New Telephone Consumer Protection Act (TCPA) Defense Tactic

The Telephone Consumer Protection Act ("TCPA") was enacted to protect consumers from the nagging calls from telemarketers and debt collectors.  The Act provided that suit could be filed in any state court of competent jurisdiction.  On January 18, 2012, the U.S. Supreme Court in Mims v. Arrow Financial Services, LLC held that federal courts could also have jurisdiction over TCPA cases.

Up until the Mims decision, the majority of circuits held that federal courts lacked jurisdiction over TCPA cases.  And attorneys for debt collectors and telemarketers argued that TCPA cases filed in federal court must be dismissed.  Prior to Mims debt collectors and telemarketers removed cases based only on diversity (if the amount in controversy met the threshold) or if the case was filed as a class action and met the requirements of the Class Action Fairness Act.

Now attorneys for debt collectors and telemarketers are removing TCPA cases filed in state court to federal court as a defense tactic.  State courts generally have different pleading requirements than federal courts.  For instance, most state courts require a "barebones" complaint that puts the defendant on notice of the allegations that it will have to defend.  But federal courts apply a heightened standard.  

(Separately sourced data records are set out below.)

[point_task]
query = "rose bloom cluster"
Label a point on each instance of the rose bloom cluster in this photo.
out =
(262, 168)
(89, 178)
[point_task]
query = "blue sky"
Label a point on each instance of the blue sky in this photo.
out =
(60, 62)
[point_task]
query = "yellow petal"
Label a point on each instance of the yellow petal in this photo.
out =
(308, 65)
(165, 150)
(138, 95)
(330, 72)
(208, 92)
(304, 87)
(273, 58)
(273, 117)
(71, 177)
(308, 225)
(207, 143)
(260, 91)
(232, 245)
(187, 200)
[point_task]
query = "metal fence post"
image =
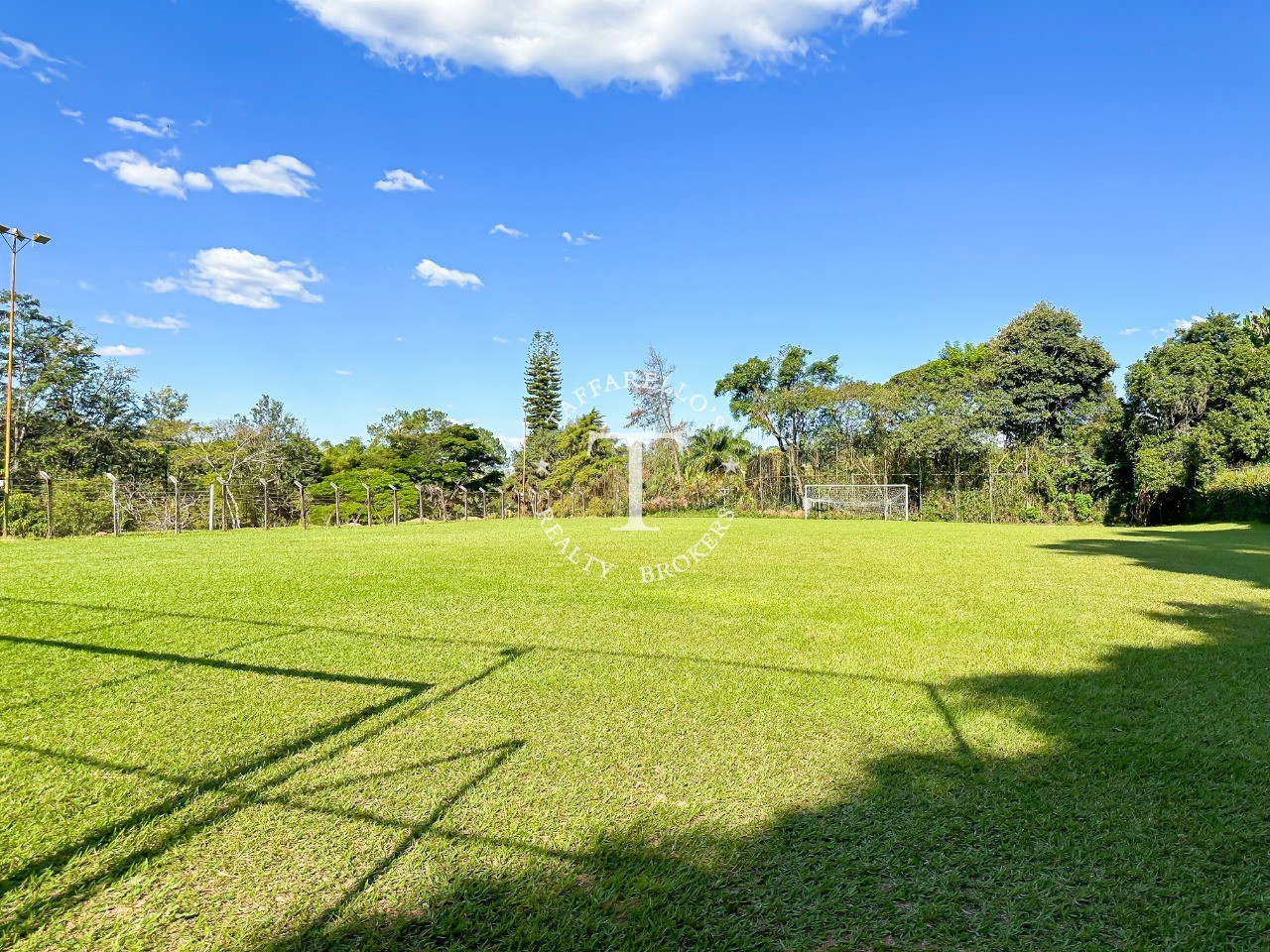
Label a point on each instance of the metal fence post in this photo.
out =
(49, 503)
(264, 485)
(176, 504)
(114, 502)
(304, 521)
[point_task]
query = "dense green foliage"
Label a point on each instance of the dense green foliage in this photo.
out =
(829, 737)
(1025, 426)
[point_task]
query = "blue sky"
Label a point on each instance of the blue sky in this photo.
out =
(871, 184)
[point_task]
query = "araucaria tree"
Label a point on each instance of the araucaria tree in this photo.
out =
(543, 385)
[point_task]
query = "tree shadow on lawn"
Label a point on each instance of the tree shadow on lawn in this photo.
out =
(1143, 821)
(1236, 553)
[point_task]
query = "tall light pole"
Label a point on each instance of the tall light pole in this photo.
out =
(17, 241)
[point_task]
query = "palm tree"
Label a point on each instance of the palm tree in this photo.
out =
(716, 449)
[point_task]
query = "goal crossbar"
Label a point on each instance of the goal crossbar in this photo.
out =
(883, 500)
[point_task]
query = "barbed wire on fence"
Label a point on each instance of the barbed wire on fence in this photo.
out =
(767, 485)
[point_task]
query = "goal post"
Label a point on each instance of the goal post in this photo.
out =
(883, 500)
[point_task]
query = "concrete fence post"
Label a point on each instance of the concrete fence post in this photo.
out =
(114, 502)
(264, 488)
(176, 504)
(49, 503)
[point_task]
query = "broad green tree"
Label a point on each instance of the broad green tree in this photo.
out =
(1047, 375)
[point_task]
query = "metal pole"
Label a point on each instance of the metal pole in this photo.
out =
(49, 503)
(17, 241)
(114, 503)
(225, 504)
(8, 393)
(176, 504)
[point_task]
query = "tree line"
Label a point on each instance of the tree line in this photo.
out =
(1024, 425)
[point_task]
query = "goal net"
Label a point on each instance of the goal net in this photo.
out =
(878, 502)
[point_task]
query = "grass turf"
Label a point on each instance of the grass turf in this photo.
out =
(826, 735)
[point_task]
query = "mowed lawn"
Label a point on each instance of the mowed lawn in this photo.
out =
(826, 735)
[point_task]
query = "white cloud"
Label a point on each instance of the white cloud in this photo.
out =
(277, 176)
(1179, 325)
(27, 55)
(135, 169)
(579, 44)
(402, 180)
(149, 126)
(131, 320)
(437, 277)
(503, 230)
(234, 277)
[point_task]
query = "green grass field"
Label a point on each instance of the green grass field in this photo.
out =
(828, 735)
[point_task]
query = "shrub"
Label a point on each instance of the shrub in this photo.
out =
(1237, 495)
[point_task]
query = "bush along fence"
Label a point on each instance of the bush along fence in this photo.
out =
(108, 506)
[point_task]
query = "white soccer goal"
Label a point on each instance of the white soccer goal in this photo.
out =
(878, 502)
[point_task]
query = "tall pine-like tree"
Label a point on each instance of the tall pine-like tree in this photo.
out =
(543, 382)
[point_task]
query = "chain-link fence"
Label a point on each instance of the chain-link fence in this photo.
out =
(765, 486)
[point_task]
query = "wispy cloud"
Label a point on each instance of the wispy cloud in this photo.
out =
(583, 239)
(439, 277)
(135, 169)
(22, 55)
(277, 176)
(402, 180)
(131, 320)
(653, 44)
(160, 127)
(231, 276)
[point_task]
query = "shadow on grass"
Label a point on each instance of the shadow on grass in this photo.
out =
(202, 803)
(1142, 821)
(1234, 553)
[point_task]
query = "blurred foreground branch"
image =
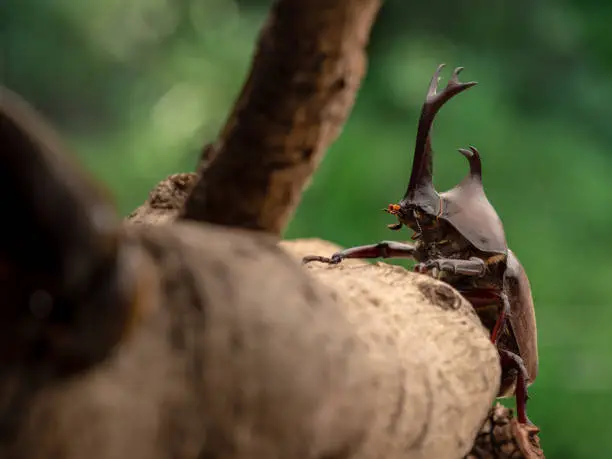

Two major decisions changed the pleading standard.  In Bell Atlantic v. Twombly in 2007 and Ashcroft v. Iqbal in 2009, the Supreme Court announced a new pleading standard that shook the foundations of federal litigation. The decisions allow district court judges to dismiss a complaint if it does not set out a “plausible” claim—a departure from the rule established in the 1957 case Conley v. Gibson that a court cannot dismiss a complaint unless it is apparent that the plaintiff could prove “no set of facts” that would entitle him to relief.  In short, these decisions empowered district court judges to weigh whether sufficient facts have been pled to support the allegations in the complaint.  And if the judge finds the facts pled insufficient to support the allegations, the complaint can be dismissed.

Defense counsel for debt collectors and telemarketers are now using the combination of federal jurisdiction and its heightened pleading requirement to remove state court TCPA complaints to federal court and then to move to dismiss the complaint because it did not meet the federal pleading standard.  These complaints met the state court pleading requirements where they were filed, but may or may not meet the federal standard.  This is a type of forum shopping that the federal courts should reject.

But, not to be outdone, we have begun addressing the motions to dismiss and simultaneously filing an amended complaint that meets the heightened pleading standard.  At some point we hope to find a federal judge who will see the forum shopping and who will send the case back to state court.  But that hasn't happened yet.